We further reject plaintiff's argument suggesting the judge could not enter a fee award without testimony. The undisputed record establishes the complaint was frivolous. Our detailed discussion above addresses the second count of the complaint. As to the first count, the lack of merit apparent in the allegation defendant's conduct caused plaintiff "irreparable injury" was equally unfounded. Defendant had only consented to allow plaintiff access to the buffer on plaintiff's property for regular business operations; defendant's unwavering position always denied plaintiff complete access to its private property. Certainly, defendant could have filed an action to curb plaintiff's abuses of entering defendant's property for ingress and egress; however, we cannot agree defendant's choice to fence its own property is actionable. Under the circumstances, plaintiff's suit was not objectively reasonable as it offered no legal basis upon which to prevail. Ellison v. Evergreen Cemetery, 266 N.J. Super. 74, 85-86 (App. Div. 1993).

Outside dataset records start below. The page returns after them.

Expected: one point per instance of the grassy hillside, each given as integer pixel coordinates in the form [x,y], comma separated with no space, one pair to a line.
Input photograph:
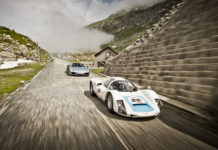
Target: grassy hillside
[12,39]
[126,26]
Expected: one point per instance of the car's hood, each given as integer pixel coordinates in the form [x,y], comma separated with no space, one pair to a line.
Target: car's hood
[80,68]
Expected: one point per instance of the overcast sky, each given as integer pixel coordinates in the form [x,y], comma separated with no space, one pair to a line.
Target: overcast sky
[57,24]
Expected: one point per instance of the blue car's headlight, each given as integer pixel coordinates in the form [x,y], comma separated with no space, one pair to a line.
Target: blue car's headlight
[121,107]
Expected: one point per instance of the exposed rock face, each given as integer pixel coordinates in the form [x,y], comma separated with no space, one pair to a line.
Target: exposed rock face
[180,61]
[127,26]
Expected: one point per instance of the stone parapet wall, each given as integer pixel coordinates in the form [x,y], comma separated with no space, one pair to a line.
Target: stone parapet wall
[181,60]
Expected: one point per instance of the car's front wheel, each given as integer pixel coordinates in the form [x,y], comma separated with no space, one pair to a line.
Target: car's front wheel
[109,103]
[91,89]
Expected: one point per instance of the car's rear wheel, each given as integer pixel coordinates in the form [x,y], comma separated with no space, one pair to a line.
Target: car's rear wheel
[109,103]
[91,89]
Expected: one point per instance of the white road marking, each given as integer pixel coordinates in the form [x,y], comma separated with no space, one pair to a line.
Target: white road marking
[108,123]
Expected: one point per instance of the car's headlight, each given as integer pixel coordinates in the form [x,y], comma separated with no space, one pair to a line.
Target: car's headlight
[121,107]
[158,101]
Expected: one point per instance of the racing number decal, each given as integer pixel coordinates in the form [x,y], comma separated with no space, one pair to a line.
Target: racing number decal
[136,100]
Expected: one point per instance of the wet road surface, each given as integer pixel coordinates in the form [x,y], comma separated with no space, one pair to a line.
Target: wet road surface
[56,111]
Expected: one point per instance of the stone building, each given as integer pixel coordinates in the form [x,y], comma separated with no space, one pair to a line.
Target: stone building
[105,55]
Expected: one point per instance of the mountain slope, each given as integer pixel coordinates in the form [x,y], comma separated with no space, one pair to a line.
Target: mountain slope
[14,45]
[127,26]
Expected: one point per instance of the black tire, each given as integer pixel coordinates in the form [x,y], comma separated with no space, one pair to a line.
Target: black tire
[109,103]
[91,89]
[68,71]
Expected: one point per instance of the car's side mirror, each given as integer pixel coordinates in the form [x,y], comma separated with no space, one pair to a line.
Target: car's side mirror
[111,88]
[99,84]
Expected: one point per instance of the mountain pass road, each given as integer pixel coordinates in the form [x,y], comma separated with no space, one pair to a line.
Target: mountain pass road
[55,111]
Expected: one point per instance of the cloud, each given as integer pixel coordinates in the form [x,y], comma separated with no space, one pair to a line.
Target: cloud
[57,24]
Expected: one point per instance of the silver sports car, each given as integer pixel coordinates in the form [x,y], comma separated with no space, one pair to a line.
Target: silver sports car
[77,69]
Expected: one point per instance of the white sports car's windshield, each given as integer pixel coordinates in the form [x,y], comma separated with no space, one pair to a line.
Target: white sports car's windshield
[123,86]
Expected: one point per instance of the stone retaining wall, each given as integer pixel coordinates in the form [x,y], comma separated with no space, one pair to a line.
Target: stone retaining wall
[181,60]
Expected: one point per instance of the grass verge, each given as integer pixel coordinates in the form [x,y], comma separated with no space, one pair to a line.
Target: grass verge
[13,78]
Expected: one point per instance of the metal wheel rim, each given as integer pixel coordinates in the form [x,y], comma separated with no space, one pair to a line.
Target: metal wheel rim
[109,102]
[91,88]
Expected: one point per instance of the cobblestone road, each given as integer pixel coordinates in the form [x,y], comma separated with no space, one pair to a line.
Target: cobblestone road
[56,111]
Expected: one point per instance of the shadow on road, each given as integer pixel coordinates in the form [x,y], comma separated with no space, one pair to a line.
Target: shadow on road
[190,124]
[173,117]
[103,109]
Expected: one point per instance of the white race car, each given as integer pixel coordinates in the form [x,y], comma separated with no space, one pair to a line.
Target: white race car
[122,96]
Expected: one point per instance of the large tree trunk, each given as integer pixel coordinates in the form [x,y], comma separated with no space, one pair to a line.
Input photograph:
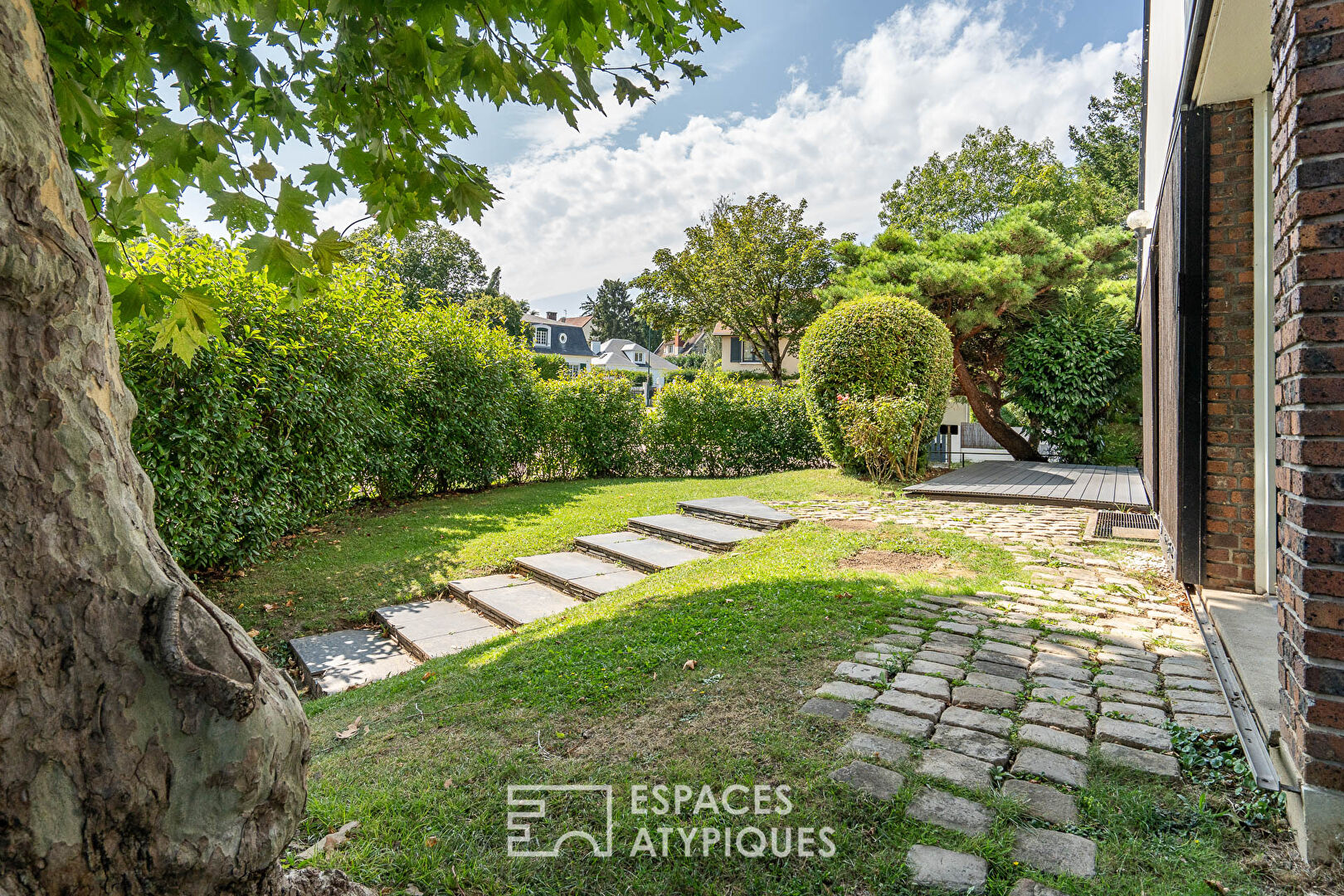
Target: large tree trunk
[145,744]
[988,416]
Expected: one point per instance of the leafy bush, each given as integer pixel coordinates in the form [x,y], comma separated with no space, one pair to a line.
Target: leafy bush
[589,426]
[682,373]
[717,426]
[884,434]
[292,410]
[875,348]
[1066,373]
[461,403]
[270,423]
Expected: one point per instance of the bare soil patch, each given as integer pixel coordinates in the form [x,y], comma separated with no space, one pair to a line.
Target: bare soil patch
[902,562]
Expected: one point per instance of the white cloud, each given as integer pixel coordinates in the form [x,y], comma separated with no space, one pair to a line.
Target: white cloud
[577,212]
[550,134]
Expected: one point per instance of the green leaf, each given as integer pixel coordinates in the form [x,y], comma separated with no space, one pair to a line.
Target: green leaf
[158,214]
[240,212]
[325,179]
[280,258]
[262,171]
[329,249]
[293,212]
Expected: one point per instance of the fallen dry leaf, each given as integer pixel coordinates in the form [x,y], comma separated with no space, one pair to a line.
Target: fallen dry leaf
[329,843]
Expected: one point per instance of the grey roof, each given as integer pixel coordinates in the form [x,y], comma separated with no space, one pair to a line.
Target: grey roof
[574,342]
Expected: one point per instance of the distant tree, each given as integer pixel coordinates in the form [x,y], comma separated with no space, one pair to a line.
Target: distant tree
[752,266]
[1107,147]
[149,744]
[613,316]
[498,310]
[992,173]
[983,286]
[436,262]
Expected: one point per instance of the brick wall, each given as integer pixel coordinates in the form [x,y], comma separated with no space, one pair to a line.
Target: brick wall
[1230,351]
[1308,179]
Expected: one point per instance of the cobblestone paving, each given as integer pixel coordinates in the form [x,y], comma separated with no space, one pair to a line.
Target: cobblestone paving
[1025,524]
[1031,684]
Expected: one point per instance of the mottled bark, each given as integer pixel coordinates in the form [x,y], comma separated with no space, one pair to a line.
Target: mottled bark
[147,744]
[988,416]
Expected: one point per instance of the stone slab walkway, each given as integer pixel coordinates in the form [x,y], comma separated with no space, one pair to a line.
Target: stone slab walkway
[1022,692]
[483,607]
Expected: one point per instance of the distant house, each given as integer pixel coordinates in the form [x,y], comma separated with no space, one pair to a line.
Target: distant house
[696,344]
[583,323]
[741,355]
[553,336]
[624,355]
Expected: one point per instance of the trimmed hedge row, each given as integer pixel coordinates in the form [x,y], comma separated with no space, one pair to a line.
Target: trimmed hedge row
[296,410]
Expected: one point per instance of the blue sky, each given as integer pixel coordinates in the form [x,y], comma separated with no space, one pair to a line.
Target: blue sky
[821,100]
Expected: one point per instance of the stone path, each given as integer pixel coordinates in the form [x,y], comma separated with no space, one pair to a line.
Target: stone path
[483,607]
[1016,524]
[1032,685]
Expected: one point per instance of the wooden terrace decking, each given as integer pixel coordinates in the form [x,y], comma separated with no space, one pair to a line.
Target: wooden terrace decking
[1030,483]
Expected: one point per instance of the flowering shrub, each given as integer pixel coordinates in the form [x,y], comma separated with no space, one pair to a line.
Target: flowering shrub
[890,359]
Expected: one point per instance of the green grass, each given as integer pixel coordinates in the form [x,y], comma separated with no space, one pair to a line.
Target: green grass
[602,696]
[332,574]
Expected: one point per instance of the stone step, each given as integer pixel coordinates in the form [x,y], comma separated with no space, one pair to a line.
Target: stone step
[738,509]
[580,574]
[639,551]
[429,629]
[342,660]
[693,531]
[518,603]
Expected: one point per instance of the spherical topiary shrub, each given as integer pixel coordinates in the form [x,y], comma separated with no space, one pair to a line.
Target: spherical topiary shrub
[878,347]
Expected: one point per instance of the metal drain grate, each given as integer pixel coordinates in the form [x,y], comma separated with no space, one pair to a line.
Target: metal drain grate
[1118,524]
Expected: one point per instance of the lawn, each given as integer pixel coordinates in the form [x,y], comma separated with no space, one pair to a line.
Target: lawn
[604,694]
[332,574]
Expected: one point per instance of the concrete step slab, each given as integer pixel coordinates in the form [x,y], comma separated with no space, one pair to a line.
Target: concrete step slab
[581,574]
[342,660]
[516,605]
[463,587]
[738,509]
[641,553]
[693,531]
[429,629]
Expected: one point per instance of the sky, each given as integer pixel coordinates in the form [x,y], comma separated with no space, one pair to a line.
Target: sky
[821,100]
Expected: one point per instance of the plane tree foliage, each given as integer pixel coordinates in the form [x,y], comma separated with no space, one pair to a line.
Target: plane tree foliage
[162,97]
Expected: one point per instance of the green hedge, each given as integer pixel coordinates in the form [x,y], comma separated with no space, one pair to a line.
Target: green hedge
[874,348]
[297,409]
[719,426]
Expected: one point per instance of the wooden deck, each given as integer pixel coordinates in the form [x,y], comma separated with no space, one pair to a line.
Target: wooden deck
[1029,483]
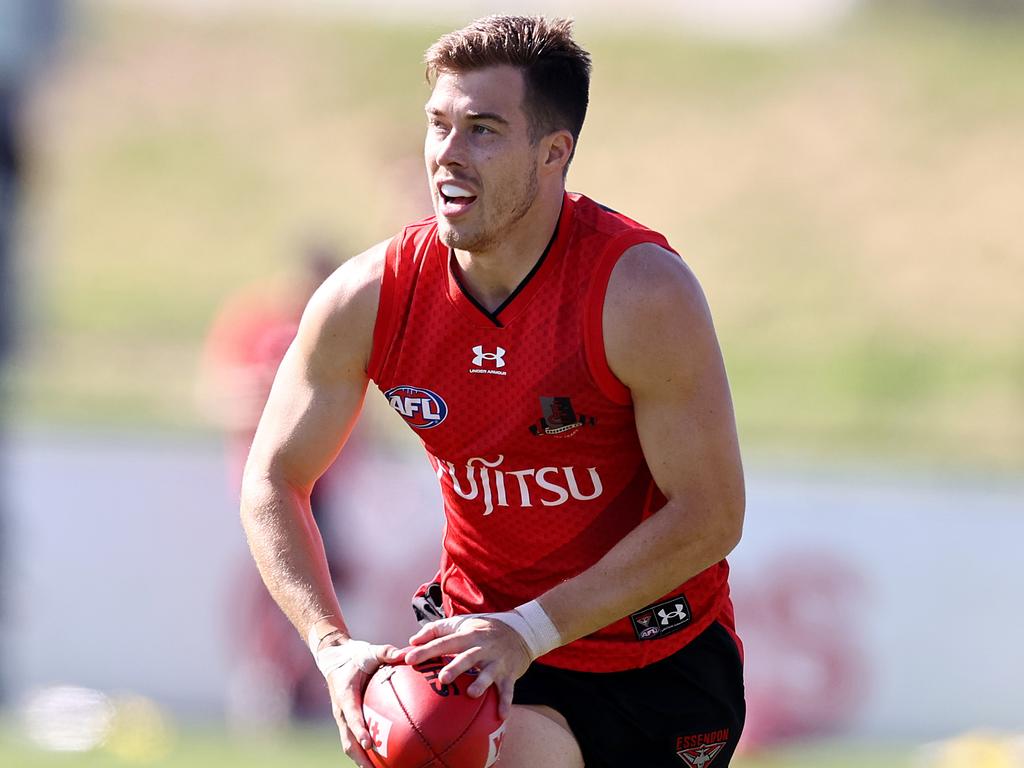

We conclude the judge appropriately applied her discretion in awarding defendant attorney's fees and costs of defending plaintiff's suit. The facts fully support the finding plaintiff "knew, or should have known, that the complaint . . . was without any reasonable basis in law or equity and could not be supported by a good faith argument for the extension, modification or reversal of existing law." N.J.S.A. 2A:15-59.1(b)(2). The award follows the statutory purpose designed "to compensate the party that has been victimized by the party bringing the frivolous litigation." Deutch & Shur, P.C. v. Roth, 284 N.J. Super. 133, 141 (Law. Div. 1995) (citing legislative history to determine purpose of the statute).

Affirmed.


1 Rule 1:4-8 supplements the statute, McDaniel v. Man Wai Lee, 419 N.J. Super. 482, 498 (App. Div. 2011), and permits sanctions imposed against counsel for asserting frivolous claims on behalf of a client. A judge may impose sanctions upon counsel who files a pleading that does not conform to the requirements of Rule 1:4-8(a) and fails to withdraw the pleading within twenty-eight days of service of a demand for its withdrawal. R. 1:4-8(b)(1). Here, the Chancery judge limited her conclusions to sanctions pursuant to N.J.S.A. 2A:15-59.1.